FCT-Tenure Researcher
Chair of Computational Microbiology
CBQF, Universidade Católica Portuguesa
Porto, Portugal
December 2025 – Present

Education

  • PhD Pharmaceutical Sciences — Microbiology
    University of Porto, 2018
  • MSc Pharmaceutical Sciences
    University of Porto, 2011

Awards & Distinctions

  • 2025World's Top 2% Scientists (Stanford/Elsevier)
  • 2024Top Cited Article Award — The Royal Society
  • 2020Kiel Life Science Award — Early Career Postdocs
  • 2019ASM Infectious Disease Fellows Program
  • 2015Best Oral Presentation — Microbiotec 15

Languages

  • PortugueseNative
  • EnglishC2

Research Interests

My research combines computational and experimental approaches to understand bacterial evolution, with particular emphasis on how mobile genetic elements and defense systems shape antibiotic resistance and genome plasticity.

Bacterial Evolution & Population Genomics

Studying how bacterial populations evolve over time, including adaptation to antibiotics, host colonisation, and phylogenomic relationships within clinically important species.

Antibiotic Resistance

Investigating the mechanisms, evolutionary trajectories, and epidemiology of antimicrobial resistance, including resistance in ESKAPE pathogens and Pseudomonas aeruginosa.

Mobile Genetic Elements

Characterising plasmids, integrative and conjugative elements (ICEs), transposons, and other mobile elements that drive horizontal gene transfer and resistance spread.

CRISPR–Phage Coevolution

Exploring how CRISPR-Cas systems mediate conflict between mobile genetic elements and bacteriophages, and how these dynamics shape microbiome composition and evolution.

Pan-Genomics & Comparative Genomics

Applying pan-genome analyses, comparative genomics, and phylogenetics to understand gene content variation, accessory genome dynamics, and defense system evolution.

Mathematical Modelling & Deep Learning

Developing and applying mathematical models and machine learning approaches to study microbial genomics, core gene redundancy, and resistance evolution.
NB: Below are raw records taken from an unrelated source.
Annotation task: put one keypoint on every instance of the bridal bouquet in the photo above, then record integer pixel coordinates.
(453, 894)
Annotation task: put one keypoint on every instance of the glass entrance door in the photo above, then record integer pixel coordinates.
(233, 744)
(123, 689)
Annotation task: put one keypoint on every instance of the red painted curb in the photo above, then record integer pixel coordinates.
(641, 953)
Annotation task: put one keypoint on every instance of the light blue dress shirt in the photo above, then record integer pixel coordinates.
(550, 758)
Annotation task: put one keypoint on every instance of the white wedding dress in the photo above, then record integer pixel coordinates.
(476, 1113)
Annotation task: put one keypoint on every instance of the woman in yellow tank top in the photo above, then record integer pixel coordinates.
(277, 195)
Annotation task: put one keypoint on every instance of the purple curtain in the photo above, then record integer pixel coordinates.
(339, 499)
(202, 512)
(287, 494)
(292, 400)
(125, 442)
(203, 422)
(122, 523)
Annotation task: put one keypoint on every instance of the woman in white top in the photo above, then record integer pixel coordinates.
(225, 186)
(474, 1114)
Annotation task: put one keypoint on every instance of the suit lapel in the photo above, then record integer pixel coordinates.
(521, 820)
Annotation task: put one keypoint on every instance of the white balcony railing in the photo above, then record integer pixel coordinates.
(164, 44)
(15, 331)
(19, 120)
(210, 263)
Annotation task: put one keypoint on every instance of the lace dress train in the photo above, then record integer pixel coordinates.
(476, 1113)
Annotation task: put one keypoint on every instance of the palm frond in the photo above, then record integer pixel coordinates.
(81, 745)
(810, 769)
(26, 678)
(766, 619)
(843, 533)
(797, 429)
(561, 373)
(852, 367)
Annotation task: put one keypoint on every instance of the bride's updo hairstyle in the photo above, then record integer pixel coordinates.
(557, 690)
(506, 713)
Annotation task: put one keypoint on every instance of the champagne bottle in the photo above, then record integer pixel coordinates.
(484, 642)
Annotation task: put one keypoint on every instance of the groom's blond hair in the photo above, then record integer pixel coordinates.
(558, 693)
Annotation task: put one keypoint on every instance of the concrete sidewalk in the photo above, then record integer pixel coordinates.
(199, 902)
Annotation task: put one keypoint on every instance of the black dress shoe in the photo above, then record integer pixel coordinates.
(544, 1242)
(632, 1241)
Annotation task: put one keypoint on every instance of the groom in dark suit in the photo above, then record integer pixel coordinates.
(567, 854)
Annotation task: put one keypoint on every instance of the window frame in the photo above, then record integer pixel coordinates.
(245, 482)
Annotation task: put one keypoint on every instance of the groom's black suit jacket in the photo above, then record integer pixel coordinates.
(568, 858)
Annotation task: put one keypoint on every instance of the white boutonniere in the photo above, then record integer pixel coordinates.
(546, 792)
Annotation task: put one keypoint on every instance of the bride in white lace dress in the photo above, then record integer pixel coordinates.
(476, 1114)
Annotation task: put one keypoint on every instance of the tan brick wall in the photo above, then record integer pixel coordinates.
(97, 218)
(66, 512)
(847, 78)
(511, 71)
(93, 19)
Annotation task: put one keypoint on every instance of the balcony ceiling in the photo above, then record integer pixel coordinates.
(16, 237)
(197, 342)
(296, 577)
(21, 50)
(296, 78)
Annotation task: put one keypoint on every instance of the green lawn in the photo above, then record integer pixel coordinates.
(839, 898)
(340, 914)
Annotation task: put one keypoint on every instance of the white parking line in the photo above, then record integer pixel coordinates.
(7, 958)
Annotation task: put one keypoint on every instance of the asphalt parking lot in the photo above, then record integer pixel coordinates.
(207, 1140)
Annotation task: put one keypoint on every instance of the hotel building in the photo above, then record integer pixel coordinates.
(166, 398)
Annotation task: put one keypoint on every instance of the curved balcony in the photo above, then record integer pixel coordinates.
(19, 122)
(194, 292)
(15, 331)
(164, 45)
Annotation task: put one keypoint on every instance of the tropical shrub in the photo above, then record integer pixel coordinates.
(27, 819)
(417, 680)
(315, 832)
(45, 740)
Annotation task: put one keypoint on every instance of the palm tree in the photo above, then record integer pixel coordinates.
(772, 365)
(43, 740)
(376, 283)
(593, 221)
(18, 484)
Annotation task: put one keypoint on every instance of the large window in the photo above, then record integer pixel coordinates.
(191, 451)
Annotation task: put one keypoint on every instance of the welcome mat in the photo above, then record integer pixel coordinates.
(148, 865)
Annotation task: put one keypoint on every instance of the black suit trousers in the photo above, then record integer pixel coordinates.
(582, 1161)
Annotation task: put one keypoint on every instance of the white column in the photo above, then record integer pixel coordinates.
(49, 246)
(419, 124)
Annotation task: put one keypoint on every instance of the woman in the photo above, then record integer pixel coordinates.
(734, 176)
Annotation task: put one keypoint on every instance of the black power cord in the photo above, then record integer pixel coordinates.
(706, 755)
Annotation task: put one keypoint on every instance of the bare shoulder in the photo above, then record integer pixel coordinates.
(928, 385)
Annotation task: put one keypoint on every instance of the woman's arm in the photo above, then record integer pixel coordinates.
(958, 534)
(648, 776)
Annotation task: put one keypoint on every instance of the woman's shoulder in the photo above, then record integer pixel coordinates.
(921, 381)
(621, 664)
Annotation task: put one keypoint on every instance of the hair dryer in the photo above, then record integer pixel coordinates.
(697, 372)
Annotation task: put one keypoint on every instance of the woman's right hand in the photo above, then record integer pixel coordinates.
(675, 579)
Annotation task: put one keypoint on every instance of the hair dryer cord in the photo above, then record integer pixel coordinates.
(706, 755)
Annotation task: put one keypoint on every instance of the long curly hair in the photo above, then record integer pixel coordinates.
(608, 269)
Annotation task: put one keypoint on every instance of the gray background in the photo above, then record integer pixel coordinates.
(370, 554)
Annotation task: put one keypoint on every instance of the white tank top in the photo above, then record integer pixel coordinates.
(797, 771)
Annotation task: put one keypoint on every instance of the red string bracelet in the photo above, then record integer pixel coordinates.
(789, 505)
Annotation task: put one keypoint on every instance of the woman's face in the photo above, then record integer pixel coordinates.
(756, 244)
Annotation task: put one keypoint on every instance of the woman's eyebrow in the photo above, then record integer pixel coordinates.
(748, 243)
Defense Systems in Bacteria

Cataloguing and characterising bacterial defense systems across chromosomally integrated mobile elements, examining their interplay with virulence and antimicrobial resistance.

Multipartite Genomes

Investigating bacteria with multi-chromosome genomes to understand core gene redundancy, chromosome co-evolution, and the fitness implications of genome partitioning.

Publications

Selected publications from a record of 31+ peer-reviewed articles. View full list on Google Scholar or Web of Science.

  1. 2026 Featured

    Batra A, Tueffers L, Haas K, Loeblein T, Botelho J, Habig M, Schuetz D, Sakalyte G, Buchholz F, Berríos-Caro E, Uecker H, Unterweger D & Schulenburg H.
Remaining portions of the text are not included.